Hormon-hormon itulah yang kemudian menstimulasi pertumbuhan dan perkembangan, fungsi atau transformasi dari otak, tulang, otot, kulit, payudara, menstruasi dan organ-organ reproduksi lainnya, seperti organ genitalia (penis dan vagina) dan organ seksual sekunder lainnya, seperti rambut pubis (kemaluan, ketiak, wajah, dan tubuh).
Ada juga lelaki yang sudah di usia dewasa, suaranya masih seperti anak kecil. Itu terjadi karena adanya kekurangan atau pelemahan dari sistem kelenjar kelaminnya yang tidak berfungsi secara normal. Ini biasa dinamakan hipogonadisme.
Testosteron memang dapat menimbulkan efek suara yang maskulin pada anak lelaki, tapi pada beberapa orang dewasa ada juga yang suaranya tidak membesar. "Memang ada beberapa efek hormonal yang mempengaruhi warna suara, tapi itu tidak otomatis menjadikan suara menjadi rendah, melengking, atau halus. Variasi itu normal saja," papar dr. Weny.
Orang tua Harus Bijak
Paska pubertas, pola pikir anak tentang diri dan lingkungannya sudah pasti berubah dan ini menurut dr. Rose Mini AP M.Psi, tergantung dari peranan orang tuanya.
"Seperti apa pola pikir anak paska puber, ada dua kemungkinan. Pertama, mereka mampu beradaptasi dengan karakter tubuh mereka yang baru (dewasa) meski usia mereka masih 10 tahun, misalnya. Atau kemungkinan kedua, mereka benar-benar menganggap dirinya sudah dewasa dan bertingkah layaknya orang dewasa, padahal di usianya itu dia masih suka main kejar-kejaran," ujar wanita yang kerap disapa Bunda Romi ini.

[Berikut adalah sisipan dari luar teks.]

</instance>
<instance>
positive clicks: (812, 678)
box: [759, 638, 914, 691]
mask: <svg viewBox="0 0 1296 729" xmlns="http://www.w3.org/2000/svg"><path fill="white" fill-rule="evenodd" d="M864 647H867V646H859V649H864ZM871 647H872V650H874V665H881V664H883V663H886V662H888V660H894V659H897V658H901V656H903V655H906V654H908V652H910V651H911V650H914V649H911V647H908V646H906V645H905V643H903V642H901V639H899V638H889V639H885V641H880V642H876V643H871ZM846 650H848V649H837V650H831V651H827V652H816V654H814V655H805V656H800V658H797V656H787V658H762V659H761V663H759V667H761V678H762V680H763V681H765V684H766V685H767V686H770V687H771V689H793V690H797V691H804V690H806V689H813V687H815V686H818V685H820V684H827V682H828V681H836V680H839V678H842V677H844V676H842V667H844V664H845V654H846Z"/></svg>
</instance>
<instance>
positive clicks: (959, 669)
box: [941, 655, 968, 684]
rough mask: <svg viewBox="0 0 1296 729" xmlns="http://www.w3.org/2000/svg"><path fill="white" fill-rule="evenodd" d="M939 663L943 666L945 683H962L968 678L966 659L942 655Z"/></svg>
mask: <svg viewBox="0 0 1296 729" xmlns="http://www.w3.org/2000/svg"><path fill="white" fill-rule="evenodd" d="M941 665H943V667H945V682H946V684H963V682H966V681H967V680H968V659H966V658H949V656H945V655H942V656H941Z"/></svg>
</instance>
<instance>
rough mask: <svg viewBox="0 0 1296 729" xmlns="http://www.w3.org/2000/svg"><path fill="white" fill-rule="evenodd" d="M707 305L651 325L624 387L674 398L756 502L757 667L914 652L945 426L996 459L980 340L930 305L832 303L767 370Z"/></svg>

Karena itulah orang tua harus menyikapi perubahan fisik dan karakter anak dengan bijak. Berusahalah memahami apa yang sedang dirasakan atau dialaminya. Bantu mereka agar bisa melewati perubahan itu dengan baik dan tidak merasa takut. Jangan sekali-kali menganggap atau mengatakan kepada anak, "Kamu, kan, masih kecil", misalnya. Atau, ketika anak tidak mau lagi orang tua mencium keningnya usai mengantarnya ke sekolah karena malu dikatai "anak mami" oleh teman-temannya. Coba hargai keinginannya. Untuk tetap menjaga kedekatan, ganti kecupan kening dengan cium tangan.

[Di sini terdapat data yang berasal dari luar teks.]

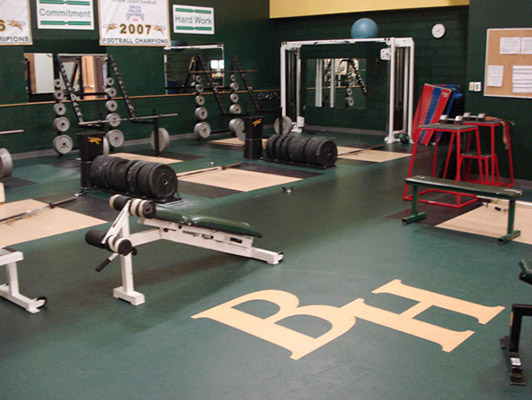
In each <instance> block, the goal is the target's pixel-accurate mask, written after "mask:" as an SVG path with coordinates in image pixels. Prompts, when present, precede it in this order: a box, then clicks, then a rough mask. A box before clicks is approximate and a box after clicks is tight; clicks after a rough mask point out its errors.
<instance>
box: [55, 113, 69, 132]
mask: <svg viewBox="0 0 532 400" xmlns="http://www.w3.org/2000/svg"><path fill="white" fill-rule="evenodd" d="M53 127H54V129H55V130H56V132H61V133H64V132H66V131H68V130H69V129H70V121H69V120H68V118H67V117H57V118H56V119H54V122H53Z"/></svg>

Tak kalah penting, biarkan anak berkembang sesuai usianya. Jangan mentang-mentang ia sudah mengalami pubertas, lantas orang tua menyuguhinya dengan barang-barang orang dewasa. Misalnya, membiarkan anak perempuannya yang masih berusia 11 tahun memakai lipstik atau melengkapinya dengan smartphone. Berikan dan ajarkan kepada anak apa yang mereka butuhkan sesuai dengan usianya, bukan untuk pamer kepada kepada teman-temannya.